At Saturday’s meeting of Presbytery, one of the men being examined to be ordained and installed in our Presbytery was asked this question. Actually the question interacted with the man’s statement of faith and was posed more like: “If someone were to come to you and ask, ‘how do I become a Christian,’ how would you respond?”

It’s a fair question. What was sort of alarming was that the respondent spent two minutes equivocating and then replied that he was not able to answer the question in an abstract way but would only be able to answer it in a real life situation. This response elicited applause from the floor of presbytery. This is confusing absent understanding the dominate culture of presbytery–it is now deemed inappropriate to ask candidates questions except where those questions are no-brainers. 

This was further amplified when the same Teaching Elder asked a question of another man being examined who responded that “there is one [question-asker] in every presbytery.” I found this to be a profoundly disrespectful thing to say. It is disrespectful not only to the Teaching Elder in question, but to the entire presbytery whose responsibility it is to guard the peace, unity, and purity of the church. I’m of the opinion that such a response ought to draw the rebuke of the moderator of the Presbytery.

I am certainly willing to grant that the path to faith can look quite different in the lives of individual people. However, it’s disturbing that a minister of the Gospel was not able to find a simple response to the question that would capture the essence of the New Testament’s teaching. For example, “Believe in the Lord Jesus Christ and you will be saved, you and your household” (Acts 16:31). Or, “If you confess with your mouth that Jesus is Lord and believe in your heart that God raised him from the dead, you will be saved” (Romans 10:9).

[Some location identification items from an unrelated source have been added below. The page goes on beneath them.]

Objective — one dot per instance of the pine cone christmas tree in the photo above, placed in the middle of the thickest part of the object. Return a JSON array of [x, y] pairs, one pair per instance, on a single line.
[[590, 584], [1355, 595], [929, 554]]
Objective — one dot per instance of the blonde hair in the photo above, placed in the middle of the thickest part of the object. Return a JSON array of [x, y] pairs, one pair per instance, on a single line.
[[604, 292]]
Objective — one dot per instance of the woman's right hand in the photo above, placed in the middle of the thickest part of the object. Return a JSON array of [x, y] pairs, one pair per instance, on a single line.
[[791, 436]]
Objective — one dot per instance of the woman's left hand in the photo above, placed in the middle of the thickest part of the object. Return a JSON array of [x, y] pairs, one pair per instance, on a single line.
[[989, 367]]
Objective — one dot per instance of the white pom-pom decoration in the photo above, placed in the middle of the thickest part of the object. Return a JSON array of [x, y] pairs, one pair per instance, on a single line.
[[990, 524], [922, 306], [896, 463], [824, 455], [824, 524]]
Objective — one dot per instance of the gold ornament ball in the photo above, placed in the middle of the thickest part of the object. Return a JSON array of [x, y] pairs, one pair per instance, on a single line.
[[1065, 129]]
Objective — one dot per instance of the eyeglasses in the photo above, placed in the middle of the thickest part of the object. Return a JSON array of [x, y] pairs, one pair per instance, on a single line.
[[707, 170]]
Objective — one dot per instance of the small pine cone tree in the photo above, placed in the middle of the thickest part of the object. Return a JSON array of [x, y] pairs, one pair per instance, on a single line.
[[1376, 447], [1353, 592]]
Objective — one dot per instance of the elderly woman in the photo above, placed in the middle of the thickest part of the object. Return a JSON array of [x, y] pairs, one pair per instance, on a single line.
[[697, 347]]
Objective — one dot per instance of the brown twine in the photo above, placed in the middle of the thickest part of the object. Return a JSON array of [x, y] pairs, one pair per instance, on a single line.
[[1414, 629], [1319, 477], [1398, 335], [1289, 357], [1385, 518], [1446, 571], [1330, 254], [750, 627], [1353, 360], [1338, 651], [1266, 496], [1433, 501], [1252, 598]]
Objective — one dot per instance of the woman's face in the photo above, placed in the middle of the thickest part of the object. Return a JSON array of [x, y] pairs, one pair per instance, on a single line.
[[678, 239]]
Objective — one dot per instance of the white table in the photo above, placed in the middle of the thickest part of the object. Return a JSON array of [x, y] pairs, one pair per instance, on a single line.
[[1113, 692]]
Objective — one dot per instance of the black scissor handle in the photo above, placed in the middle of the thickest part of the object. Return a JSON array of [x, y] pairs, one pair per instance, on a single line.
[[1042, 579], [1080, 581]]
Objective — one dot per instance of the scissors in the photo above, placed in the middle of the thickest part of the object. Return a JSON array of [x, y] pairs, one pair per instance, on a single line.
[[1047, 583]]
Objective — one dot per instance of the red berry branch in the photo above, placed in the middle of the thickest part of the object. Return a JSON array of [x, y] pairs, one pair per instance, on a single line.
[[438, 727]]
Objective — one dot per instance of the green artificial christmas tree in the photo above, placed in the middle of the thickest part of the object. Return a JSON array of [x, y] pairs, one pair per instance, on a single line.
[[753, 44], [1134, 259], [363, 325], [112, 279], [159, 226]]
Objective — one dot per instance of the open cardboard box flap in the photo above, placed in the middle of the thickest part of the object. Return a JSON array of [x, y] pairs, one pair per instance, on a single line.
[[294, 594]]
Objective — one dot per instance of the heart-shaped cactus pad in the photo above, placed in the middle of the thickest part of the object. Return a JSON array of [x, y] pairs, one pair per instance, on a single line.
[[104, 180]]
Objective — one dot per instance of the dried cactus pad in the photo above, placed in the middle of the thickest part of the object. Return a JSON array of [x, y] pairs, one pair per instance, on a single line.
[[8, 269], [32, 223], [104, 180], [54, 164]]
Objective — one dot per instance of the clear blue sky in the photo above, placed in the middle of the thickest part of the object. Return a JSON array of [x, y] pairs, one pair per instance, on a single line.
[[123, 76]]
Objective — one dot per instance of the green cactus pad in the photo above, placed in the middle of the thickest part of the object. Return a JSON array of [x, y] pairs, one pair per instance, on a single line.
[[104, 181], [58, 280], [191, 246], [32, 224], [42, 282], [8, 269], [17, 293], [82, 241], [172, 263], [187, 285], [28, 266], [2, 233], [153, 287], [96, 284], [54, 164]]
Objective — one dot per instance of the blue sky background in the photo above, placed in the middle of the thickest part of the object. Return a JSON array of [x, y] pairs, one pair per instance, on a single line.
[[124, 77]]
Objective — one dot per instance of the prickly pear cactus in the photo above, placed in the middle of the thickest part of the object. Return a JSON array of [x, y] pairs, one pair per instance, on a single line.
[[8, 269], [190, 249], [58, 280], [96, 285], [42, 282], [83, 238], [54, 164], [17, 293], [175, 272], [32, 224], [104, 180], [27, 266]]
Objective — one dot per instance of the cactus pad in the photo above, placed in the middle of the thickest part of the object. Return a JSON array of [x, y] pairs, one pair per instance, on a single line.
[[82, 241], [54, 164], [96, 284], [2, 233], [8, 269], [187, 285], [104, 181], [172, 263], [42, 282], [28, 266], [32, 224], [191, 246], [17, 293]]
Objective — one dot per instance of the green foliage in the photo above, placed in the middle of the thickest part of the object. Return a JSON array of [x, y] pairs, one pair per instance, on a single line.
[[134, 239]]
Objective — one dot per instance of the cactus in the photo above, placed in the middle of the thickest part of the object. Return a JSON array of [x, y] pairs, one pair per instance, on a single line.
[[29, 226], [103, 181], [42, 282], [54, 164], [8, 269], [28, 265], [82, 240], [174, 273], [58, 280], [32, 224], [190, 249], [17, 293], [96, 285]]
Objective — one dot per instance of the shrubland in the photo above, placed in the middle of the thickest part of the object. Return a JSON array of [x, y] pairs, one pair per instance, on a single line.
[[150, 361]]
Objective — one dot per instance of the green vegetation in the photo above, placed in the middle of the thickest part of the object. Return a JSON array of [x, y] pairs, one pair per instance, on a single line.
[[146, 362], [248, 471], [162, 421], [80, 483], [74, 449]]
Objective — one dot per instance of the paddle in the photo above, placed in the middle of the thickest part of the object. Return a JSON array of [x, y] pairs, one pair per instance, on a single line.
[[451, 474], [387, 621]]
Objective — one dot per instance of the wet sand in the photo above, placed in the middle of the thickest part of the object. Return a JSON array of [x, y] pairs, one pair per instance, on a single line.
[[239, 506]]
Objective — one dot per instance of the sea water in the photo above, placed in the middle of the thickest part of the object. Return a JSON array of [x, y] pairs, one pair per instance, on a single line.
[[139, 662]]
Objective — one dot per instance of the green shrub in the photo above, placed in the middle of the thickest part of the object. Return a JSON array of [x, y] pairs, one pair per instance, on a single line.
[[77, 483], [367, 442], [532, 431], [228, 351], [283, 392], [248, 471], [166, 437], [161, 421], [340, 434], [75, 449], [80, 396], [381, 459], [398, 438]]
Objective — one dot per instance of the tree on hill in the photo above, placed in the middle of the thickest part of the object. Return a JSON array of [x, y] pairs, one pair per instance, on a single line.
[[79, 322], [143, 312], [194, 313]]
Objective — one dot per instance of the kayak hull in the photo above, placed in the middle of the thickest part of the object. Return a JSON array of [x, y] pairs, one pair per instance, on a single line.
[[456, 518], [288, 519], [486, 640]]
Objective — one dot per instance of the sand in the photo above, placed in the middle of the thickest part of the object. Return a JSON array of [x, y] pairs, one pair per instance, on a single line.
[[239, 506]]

While we can claim that conversion is so context-specific that it’s impossible to answer the question, “how can I be save?” that certainly does not seem to be the posture of the New Testament. 

The advent of our new form of government has permitted greater freedom in question-asking during examination. This is good because it is exposing the theological fault lines that we often like to think do not exist, and it forces those of us who are evangelicals to both question our place in presbytery and the denomination and intentionally decide how to engage in the life of the church.